Abrams and S&P are also trying to defend its actions on First Amendment grounds, claiming that they’re journalists.  Other agencies have tried this defense. But journalists aren’t “agencies.” They’re not given the authority to rate something, with billion-dollar implications. If these agencies were journalists, they’d have no product to sell.

A skeptical piece about the lawsuit from Peter J. Henning and Steven M. Davidoff in the New York Times also misses the mark. They write:

“The government will have to prove that ratings were in fact faulty, and published intentionally so as to deceive investors in the securities. In response, S.& P. could simply argue that the company was just as blinded by the financial crisis as anyone else, and that questionable e-mails are simply the work of lower-level employees who were not involved in the decision-making.”

This is Abrams’ “nobody saw it coming” argument. But that’s not what the government is alleging. The lawsuit shows that S & P claimed to have internal quality control standards, objectivity, and rigid methodology, that it made those claims in order to make money – and that it knew these claims weren’t true.

The issue isn’t whether S&P was as “blinded” as everyone else. The issue is whether it lied when it claimed to have better vision.

3. Political pressure works.

This lawsuit might never have been filed if it had not been for the hard work of Sen. Levin’s Subcommittee.

And it might not have been filed, or the government might have settled for a smaller fine, if there hadn’t been so much public demand for a tougher stand against those who brought down the economy.

Finally, there’s a case where the government wouldn’t settle for peanuts. That’s a pleasant surprise. It also shows that political pressure – whether from elected officials or the public at large – works.

4. Civil cases are important.

Republican Senator Charles Grassley, who has made some surprisingly good stands on banking issues, was dismissive because this is a civil suit and not a criminal prosecution. But this suit is already important, because it’s brought many important facts to the public’s attention. And it’s put the agencies on notice that there will be consequences for putting profits over performance.

And a civil suit seems like the right place to start. We’ve certainly hammered the Justice Department time and time again over its refusal to bring criminal cases against Wall Street bankers. That was, and is, outrageous.  But the burden of proof’s a little different here. What makes the lack of banker prosecutions so outrageous is the fact that the banks have paid hundreds of billions in fines for fraud — then committed the same kinds of fraud again.

Those settlements have created an enormous body of evidence regarding bankers’ crimes.  That’s not true in this case. Not does this lawsuit preclude criminal cases in the future. Hopefully they’ll be coming.

5. We need to dismantle the entire “credit ratings agency” system.

In the end, however, the real lesson is this: The entire system of “credit rating agencies” is broken. The Franken Amendment, which initially took away the most egregious salesmanship in the process, was downgraded to a requirement that the SEC conduct a study into rating agencies and make recommendations.

The SEC study found a lot of flaws, but the SEC has yet to take action. Instead the proposed set of regulations required by Dodd-Frank is being slow-walked to death.

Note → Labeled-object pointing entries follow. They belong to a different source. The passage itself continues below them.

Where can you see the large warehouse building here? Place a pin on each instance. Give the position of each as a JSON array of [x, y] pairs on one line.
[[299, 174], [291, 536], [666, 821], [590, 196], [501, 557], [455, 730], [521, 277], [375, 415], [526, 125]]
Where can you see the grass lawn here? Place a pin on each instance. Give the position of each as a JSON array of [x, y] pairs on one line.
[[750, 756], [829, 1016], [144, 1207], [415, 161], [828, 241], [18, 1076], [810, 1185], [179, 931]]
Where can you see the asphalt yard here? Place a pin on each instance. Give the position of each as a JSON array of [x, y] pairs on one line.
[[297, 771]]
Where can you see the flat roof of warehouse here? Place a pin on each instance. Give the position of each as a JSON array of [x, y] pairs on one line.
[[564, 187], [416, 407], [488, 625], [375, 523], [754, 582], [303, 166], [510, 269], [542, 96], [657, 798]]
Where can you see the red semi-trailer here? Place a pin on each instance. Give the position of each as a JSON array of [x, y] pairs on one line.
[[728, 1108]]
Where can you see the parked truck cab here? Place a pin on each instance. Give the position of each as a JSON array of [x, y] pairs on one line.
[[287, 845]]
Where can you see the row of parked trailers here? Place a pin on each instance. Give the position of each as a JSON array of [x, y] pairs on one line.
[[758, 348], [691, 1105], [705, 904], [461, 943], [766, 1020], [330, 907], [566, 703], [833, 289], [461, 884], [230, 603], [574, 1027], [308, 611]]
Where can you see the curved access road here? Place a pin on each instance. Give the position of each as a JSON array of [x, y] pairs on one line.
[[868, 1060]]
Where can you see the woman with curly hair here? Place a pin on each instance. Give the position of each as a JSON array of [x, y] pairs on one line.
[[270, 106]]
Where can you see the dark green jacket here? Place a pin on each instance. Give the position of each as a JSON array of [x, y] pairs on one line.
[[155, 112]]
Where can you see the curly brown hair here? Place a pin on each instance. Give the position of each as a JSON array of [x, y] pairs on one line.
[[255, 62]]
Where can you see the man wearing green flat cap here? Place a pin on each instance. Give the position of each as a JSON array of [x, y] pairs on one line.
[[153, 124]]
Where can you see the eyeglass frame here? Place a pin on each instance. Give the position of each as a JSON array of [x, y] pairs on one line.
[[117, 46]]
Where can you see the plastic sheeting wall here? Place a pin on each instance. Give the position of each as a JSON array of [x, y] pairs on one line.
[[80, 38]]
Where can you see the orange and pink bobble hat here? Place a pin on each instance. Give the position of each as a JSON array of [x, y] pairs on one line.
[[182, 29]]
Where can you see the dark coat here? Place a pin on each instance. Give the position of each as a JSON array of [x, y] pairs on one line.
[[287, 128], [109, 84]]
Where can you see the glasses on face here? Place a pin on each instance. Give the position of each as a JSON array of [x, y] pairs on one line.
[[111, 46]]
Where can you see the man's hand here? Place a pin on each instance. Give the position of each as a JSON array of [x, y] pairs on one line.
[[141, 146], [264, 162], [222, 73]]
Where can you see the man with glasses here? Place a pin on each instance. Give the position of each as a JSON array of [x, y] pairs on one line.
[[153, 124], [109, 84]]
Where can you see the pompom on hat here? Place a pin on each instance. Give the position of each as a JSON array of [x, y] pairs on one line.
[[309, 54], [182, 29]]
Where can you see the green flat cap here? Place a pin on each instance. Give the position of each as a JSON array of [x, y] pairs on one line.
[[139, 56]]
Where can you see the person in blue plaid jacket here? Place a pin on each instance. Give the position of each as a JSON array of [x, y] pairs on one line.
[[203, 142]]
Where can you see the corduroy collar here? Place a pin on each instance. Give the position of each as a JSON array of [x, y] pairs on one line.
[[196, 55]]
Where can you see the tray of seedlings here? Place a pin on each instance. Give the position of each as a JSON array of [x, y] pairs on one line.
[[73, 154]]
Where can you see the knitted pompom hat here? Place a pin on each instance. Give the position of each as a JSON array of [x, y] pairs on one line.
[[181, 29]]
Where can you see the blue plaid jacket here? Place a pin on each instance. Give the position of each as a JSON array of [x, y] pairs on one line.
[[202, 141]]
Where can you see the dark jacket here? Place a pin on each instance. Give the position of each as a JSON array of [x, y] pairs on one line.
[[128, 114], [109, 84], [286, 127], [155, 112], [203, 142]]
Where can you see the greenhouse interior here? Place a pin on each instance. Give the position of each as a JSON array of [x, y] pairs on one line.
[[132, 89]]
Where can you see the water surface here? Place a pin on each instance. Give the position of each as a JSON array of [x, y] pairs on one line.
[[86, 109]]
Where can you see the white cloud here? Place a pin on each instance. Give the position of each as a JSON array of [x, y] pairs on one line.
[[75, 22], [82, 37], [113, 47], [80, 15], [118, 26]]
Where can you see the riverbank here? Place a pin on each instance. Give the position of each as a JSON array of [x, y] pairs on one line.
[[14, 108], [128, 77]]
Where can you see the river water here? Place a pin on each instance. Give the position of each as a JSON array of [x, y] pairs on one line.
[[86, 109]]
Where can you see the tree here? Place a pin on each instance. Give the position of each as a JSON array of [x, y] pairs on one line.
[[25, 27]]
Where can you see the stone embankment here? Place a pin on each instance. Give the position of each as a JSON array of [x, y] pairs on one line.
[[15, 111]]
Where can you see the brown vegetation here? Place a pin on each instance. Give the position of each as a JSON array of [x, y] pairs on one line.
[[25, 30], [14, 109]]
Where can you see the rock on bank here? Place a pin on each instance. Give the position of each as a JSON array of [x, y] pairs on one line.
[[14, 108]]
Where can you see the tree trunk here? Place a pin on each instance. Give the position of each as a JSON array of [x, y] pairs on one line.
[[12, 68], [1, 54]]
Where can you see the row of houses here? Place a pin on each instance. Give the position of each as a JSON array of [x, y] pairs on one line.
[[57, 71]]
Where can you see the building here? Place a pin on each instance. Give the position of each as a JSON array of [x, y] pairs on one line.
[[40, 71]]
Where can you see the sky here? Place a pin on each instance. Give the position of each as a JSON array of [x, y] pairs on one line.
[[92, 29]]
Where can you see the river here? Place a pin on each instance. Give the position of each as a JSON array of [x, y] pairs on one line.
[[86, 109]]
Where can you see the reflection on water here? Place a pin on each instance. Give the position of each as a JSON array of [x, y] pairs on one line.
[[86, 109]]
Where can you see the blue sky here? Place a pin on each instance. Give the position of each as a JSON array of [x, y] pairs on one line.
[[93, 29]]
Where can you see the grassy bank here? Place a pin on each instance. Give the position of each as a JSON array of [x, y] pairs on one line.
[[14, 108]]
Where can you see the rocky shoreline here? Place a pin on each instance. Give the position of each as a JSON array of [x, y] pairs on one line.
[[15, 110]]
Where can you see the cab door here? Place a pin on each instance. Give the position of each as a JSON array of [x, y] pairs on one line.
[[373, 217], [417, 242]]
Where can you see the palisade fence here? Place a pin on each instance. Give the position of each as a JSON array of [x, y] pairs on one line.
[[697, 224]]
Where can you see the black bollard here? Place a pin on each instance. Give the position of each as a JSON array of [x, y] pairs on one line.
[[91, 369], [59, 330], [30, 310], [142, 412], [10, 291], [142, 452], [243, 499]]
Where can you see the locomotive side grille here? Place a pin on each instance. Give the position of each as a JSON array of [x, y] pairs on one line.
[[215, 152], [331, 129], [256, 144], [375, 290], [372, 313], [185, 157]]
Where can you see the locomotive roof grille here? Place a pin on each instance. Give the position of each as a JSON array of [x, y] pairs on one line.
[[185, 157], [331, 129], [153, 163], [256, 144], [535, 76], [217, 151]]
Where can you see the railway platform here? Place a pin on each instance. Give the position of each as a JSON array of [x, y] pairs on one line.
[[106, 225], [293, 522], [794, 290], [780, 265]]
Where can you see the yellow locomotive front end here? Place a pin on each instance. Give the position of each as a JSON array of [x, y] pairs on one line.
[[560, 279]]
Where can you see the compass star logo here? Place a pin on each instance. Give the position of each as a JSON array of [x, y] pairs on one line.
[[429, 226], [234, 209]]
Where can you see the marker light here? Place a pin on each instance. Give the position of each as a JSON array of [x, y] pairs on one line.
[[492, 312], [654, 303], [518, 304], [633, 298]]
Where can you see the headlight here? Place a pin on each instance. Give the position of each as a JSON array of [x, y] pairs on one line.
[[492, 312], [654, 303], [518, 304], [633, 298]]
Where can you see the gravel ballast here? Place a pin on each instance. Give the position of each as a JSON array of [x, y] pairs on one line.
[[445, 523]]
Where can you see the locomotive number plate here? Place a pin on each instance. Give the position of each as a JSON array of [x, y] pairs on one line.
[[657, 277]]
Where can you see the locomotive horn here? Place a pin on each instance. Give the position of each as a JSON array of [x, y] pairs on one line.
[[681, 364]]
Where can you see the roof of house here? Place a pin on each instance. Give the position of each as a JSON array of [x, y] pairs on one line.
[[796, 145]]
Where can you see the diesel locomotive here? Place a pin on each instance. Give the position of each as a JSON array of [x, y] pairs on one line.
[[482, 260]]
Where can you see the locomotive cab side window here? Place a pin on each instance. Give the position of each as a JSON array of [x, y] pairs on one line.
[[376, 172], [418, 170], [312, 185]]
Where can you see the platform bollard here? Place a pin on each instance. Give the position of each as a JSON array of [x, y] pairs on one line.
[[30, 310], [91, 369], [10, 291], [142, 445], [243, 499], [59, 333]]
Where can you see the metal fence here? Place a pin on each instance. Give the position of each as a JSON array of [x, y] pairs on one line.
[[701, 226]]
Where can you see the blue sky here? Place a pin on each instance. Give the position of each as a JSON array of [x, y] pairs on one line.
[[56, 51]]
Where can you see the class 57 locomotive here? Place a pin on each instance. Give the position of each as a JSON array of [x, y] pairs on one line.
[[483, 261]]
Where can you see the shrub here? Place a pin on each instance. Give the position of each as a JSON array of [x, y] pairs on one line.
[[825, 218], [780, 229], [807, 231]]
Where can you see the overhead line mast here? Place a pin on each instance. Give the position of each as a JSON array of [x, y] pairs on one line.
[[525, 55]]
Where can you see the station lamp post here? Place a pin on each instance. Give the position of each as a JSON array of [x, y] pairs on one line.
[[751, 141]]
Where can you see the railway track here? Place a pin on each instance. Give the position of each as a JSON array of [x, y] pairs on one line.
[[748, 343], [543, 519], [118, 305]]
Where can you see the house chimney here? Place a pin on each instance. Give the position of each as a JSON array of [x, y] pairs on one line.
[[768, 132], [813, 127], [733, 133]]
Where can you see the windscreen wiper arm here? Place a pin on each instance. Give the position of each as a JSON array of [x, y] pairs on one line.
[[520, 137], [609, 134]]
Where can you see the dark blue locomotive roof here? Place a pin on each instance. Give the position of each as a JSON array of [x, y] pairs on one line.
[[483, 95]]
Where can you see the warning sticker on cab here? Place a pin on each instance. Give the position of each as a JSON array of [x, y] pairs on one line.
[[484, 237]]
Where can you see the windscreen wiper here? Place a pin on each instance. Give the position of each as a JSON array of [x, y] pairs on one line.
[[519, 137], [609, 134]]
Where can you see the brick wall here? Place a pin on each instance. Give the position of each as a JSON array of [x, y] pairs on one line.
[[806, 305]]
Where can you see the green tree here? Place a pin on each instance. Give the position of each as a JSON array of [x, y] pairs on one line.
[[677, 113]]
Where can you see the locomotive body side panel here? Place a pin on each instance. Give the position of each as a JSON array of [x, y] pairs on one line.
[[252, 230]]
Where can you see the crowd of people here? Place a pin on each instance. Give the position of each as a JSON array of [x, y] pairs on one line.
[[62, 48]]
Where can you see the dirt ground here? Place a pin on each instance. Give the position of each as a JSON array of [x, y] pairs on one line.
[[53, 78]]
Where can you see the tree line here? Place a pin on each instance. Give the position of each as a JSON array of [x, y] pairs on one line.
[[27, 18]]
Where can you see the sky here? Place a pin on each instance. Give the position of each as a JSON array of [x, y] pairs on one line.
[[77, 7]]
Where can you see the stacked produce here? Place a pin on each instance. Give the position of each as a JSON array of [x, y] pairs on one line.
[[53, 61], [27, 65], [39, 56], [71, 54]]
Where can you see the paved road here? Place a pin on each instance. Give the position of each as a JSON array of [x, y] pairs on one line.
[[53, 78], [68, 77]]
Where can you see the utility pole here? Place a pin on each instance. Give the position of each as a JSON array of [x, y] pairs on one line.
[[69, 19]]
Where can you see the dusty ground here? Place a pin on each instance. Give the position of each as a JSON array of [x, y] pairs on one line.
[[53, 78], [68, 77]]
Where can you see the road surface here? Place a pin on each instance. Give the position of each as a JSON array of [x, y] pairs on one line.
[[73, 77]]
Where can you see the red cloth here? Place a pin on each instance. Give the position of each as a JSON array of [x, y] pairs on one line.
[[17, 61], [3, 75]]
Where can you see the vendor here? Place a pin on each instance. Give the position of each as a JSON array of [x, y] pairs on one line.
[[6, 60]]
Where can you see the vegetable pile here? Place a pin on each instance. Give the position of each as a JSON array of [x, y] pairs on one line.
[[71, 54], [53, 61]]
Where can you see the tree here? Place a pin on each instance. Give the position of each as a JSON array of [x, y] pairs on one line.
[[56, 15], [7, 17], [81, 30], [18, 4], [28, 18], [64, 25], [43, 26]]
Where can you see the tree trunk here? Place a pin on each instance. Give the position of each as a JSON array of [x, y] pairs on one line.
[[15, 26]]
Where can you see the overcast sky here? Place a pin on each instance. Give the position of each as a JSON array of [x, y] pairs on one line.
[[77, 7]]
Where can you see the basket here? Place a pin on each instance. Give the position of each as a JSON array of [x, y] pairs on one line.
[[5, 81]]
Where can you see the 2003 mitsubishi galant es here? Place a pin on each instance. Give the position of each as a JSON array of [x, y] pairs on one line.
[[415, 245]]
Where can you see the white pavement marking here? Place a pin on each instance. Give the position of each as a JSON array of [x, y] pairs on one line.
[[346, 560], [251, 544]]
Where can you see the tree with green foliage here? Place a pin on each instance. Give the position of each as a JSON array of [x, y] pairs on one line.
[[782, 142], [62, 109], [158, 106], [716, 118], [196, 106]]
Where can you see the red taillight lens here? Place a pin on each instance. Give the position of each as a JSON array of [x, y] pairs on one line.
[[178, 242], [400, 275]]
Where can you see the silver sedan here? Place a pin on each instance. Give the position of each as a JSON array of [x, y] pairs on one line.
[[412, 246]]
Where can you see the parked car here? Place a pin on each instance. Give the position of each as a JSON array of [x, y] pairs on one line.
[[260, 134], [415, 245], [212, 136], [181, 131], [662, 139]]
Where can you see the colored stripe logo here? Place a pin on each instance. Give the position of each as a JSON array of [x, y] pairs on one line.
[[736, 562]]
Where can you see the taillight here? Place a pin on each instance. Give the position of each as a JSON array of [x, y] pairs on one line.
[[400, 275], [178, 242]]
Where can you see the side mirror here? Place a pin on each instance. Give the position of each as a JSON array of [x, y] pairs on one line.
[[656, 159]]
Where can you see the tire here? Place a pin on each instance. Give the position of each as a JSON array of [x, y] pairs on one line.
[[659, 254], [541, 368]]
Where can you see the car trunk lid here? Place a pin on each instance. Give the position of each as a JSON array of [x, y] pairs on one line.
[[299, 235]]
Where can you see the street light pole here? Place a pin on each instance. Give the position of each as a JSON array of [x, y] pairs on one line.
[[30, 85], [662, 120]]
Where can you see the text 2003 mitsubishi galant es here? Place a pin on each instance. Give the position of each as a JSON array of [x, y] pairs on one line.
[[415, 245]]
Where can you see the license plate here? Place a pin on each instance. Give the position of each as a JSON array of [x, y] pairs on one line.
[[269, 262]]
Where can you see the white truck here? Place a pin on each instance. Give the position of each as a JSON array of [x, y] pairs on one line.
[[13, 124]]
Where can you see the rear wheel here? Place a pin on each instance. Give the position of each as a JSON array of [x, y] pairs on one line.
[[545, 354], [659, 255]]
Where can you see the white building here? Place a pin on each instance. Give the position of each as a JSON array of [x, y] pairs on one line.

That means nothing’s really changed: Credit rating agencies are still paid by the ultra-wealthy institutions they rate. Agency employees still have a revolving-door relationship with the banks, and so do the people who supervise the agencies.

Until the profit motive is removed from the agency process, the system will remain broken. In the meantime this lawsuit is at least a hopeful sign, and a step in the right direction.